Scandinavie (44) Danemark (15)

La marine royale danoise dans le second conflit mondial

En septembre 1948 la marine danoise à bien meilleure allure que neuf ans plus tôt. Les budgets supplémentaires lui ont permis de construire des navires neufs et modernes, d’améliorer l’entrainement de l’équipage et de constituer des stocks d’armes et de munitions conséquents (à l’échelle danoise bien entendu).

A l’été 1948 les tensions en Europe deviennent telles qu’un conflit n’est qu’une question de temps et que les plus lucides sentent comme devant durer nettement plus longtemps qu’en 1939.

«C’est comme quand vous frustrez un lion d’un repas.
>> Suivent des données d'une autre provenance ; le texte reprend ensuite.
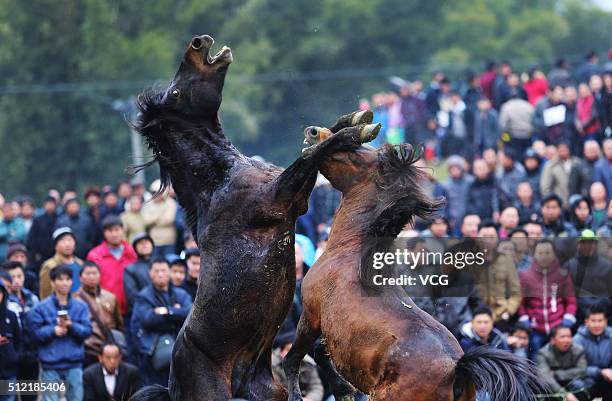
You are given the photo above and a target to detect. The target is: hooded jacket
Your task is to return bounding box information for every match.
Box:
[0,284,22,380]
[27,294,92,369]
[123,257,151,315]
[519,261,576,334]
[574,326,612,380]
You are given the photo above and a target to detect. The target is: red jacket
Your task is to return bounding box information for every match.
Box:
[87,241,138,315]
[519,261,576,334]
[523,78,548,107]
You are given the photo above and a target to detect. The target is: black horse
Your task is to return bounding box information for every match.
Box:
[128,35,380,401]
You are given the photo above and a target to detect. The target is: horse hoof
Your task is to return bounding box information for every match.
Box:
[359,123,381,143]
[351,110,374,126]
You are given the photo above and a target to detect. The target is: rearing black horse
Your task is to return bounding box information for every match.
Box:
[129,35,379,401]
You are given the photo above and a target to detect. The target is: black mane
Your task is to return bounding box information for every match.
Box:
[129,89,237,241]
[359,144,445,289]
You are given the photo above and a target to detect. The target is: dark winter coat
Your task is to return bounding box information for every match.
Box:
[27,294,92,369]
[574,326,612,380]
[130,284,193,354]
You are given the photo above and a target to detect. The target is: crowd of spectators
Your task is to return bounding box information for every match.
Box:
[0,53,612,401]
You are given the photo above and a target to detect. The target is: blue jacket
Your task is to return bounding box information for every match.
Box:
[593,158,612,199]
[130,284,192,354]
[0,284,22,380]
[574,326,612,380]
[27,294,92,369]
[459,322,510,352]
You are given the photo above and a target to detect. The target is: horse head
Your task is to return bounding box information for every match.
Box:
[160,35,233,117]
[304,120,444,237]
[304,124,380,194]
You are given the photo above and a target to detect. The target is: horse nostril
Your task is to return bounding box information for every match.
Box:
[191,38,204,50]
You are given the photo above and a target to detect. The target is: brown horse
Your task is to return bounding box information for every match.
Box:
[284,123,536,401]
[133,35,380,401]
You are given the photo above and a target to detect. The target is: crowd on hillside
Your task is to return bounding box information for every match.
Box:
[0,52,612,401]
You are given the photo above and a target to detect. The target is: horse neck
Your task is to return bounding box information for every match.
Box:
[164,116,235,184]
[327,183,377,252]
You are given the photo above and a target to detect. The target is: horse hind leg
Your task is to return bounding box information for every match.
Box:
[282,309,321,401]
[314,341,363,401]
[244,349,287,401]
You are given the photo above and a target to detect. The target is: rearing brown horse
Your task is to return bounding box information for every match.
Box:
[284,127,537,401]
[133,35,380,401]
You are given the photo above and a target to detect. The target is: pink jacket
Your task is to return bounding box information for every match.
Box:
[87,241,138,315]
[519,261,576,334]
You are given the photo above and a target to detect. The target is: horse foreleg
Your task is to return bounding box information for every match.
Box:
[314,341,363,401]
[329,110,374,134]
[274,124,380,214]
[283,311,321,401]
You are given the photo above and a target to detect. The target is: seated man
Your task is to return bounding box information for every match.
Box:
[83,343,140,401]
[574,306,612,401]
[459,306,510,352]
[508,322,531,358]
[538,326,588,401]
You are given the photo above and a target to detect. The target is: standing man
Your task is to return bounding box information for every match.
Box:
[83,343,140,401]
[55,198,97,258]
[120,194,147,242]
[519,239,576,360]
[0,202,26,262]
[563,230,612,322]
[26,196,57,274]
[475,221,521,326]
[574,306,612,401]
[28,265,91,401]
[131,258,192,386]
[39,227,83,299]
[0,282,22,401]
[142,180,178,255]
[74,261,123,366]
[181,248,200,300]
[4,262,38,401]
[87,215,137,315]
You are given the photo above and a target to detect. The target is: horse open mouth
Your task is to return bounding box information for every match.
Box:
[191,35,234,65]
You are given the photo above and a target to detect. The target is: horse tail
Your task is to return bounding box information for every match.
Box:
[454,346,542,401]
[129,384,248,401]
[130,384,172,401]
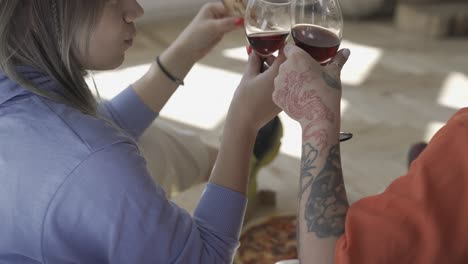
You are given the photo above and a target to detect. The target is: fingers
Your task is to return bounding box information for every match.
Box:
[327,49,351,76]
[213,17,244,34]
[245,52,262,77]
[283,44,309,59]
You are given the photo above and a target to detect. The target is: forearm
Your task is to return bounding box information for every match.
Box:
[133,40,196,113]
[298,128,349,263]
[210,115,257,194]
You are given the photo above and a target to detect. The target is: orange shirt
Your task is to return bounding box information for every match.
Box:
[335,108,468,264]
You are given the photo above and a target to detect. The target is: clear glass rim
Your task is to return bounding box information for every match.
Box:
[250,0,292,6]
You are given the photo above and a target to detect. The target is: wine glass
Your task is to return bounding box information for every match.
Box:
[291,0,353,141]
[244,0,291,59]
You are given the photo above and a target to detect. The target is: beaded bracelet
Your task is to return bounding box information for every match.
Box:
[156,56,184,86]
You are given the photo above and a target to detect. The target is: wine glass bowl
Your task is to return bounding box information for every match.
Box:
[291,0,343,65]
[244,0,291,58]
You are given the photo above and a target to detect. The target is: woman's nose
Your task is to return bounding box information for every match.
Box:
[124,1,145,23]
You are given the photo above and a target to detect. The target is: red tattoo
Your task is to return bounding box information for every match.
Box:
[275,71,335,152]
[277,71,334,125]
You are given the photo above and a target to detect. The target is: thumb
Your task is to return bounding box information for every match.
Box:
[245,52,262,77]
[327,49,351,77]
[215,17,244,34]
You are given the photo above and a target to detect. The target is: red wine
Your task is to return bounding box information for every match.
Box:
[247,31,289,56]
[291,24,340,64]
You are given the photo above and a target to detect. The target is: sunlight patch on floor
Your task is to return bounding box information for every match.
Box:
[424,122,445,142]
[340,40,383,86]
[437,72,468,109]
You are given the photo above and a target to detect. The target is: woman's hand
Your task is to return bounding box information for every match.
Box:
[273,45,350,129]
[176,1,243,62]
[226,52,284,132]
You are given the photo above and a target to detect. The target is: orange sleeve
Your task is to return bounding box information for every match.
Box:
[335,108,468,264]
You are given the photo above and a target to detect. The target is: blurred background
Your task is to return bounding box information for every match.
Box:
[89,0,468,203]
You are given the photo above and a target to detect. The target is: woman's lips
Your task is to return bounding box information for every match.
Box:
[124,39,133,47]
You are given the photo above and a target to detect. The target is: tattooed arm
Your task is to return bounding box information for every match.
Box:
[273,46,349,264]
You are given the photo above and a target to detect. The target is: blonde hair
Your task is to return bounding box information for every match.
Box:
[0,0,108,116]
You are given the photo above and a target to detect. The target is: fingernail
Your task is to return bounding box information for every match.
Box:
[341,49,351,59]
[234,17,244,26]
[245,45,252,55]
[283,44,292,53]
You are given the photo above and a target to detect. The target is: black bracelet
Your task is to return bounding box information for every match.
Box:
[156,56,184,86]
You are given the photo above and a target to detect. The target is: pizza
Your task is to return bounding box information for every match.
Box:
[221,0,246,17]
[234,215,298,264]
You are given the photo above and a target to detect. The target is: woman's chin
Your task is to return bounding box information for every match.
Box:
[91,53,125,71]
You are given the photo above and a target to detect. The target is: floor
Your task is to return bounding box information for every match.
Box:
[91,13,468,203]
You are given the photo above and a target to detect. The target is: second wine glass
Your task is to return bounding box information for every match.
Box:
[244,0,291,58]
[291,0,343,65]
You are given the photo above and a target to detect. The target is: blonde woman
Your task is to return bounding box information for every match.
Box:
[0,0,281,263]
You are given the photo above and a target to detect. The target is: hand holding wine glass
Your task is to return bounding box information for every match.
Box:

Au repas suivant il mange nettement plus et ne se laisse pas retirer facilement de la bouche le quartier de viande».

Copenhague souhaite rester neutre tout comme Oslo et Stockholm mais les plus lucides se demandent si cela reste possible au point que certains militaient soit pour une alliance avec l’Allemagne soit pour une alliance avec les franco-britanniques.

Finalement la majorité se raccroche dans le candide espoir que la Scandinavie restera comme trente-quatre ans plus tôt un îlot de paix dans un monde déchiré par la guerre.

Qui dit neutralité ne dit pas faiblesse. Dès la fin du mois d’août le Danemark annonce qu’en cas de conflit elle fera respecter si besoin est sa neutralité par les armes.

Elle mouille des mines pour protéger l’accès à ses bases, réarme des batteries côtières et commence à patrouiller dans les Détroits et le long des côtes de la péninsule du Jutland.

La marine danoise aligne à l’époque deux cuirassés garde-côtes, trois croiseurs légers, quatre destroyers, des torpilleurs, des sous-marins et différents navires de patrouille et de guerre des mines.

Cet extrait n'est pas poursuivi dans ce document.